Have a feature (which would probably become the default in cases where "cooked" mode is active) to break lines in a way that makes them nicer to read. I envision simply testing, at each point where EIDS syntax will ignore whitespace (i.e. places where it requires an opening bracket, sugar, or syrup), whether the text to print before the next such boundary of forced line break is enough to make a line longer than about 76 characters, and if so, inserting newline and a couple of spaces. Many dictionary entries may contain more than 80 characters inside a single string and in that case we can't add a line break without breaking the semantics, but this would at least tend to split the definition part of EDICT2-based dictionary entries onto a new line in a way that looks good in mock-up, especially when combined with the prototype syntax-colouring feature. It could be activated by setting the "tab" element of the cooking recipe string to "9."

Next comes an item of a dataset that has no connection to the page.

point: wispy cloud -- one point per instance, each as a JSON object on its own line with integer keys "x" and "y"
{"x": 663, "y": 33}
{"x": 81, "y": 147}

Unfortunately, there is a big hairy yak lurking: the question of how many columns wide a Unicode character actually is. Our text includes lots of both wide and narrow characters and we need to get it right. Unicode's guidance on this in Standard Annex #11 and the associated database column is disappointing: they specify "wide" or "narrow" for many characters (split into sub-categories depending on the history of how the classification decision was made), but also "ambiguous" for many, and Unicode tells you to decide from context for those, with some vague recommendations that ultimately lead to "narrow" being the default for new designs. Isolated "ambiguous" characters exist in the middle of blocks that are otherwise all "wide" with no clear reason for them to be treated differently; isolated "ambiguous" characters also exist in the middle of blocks that are all "narrow" with no clear reason for them to be treated differently. Neither "wide" nor "narrow" is really acceptable as a default for ALL the "ambiguous" characters.
Tentative plan: write a separate C program that reads the Unicode database, plus some extra lines that are allowed to override it, and constructs a BDD that recognizes encoded characters that should be wide. Spit this BDD out as new C code (which can be included in the distribution, for users who don't have the BDD library to regenerate it) and use it to compute character widths. Seems like overkill, but I'm not seeing much better way to be able to compute this function in a flexible and maintainable way.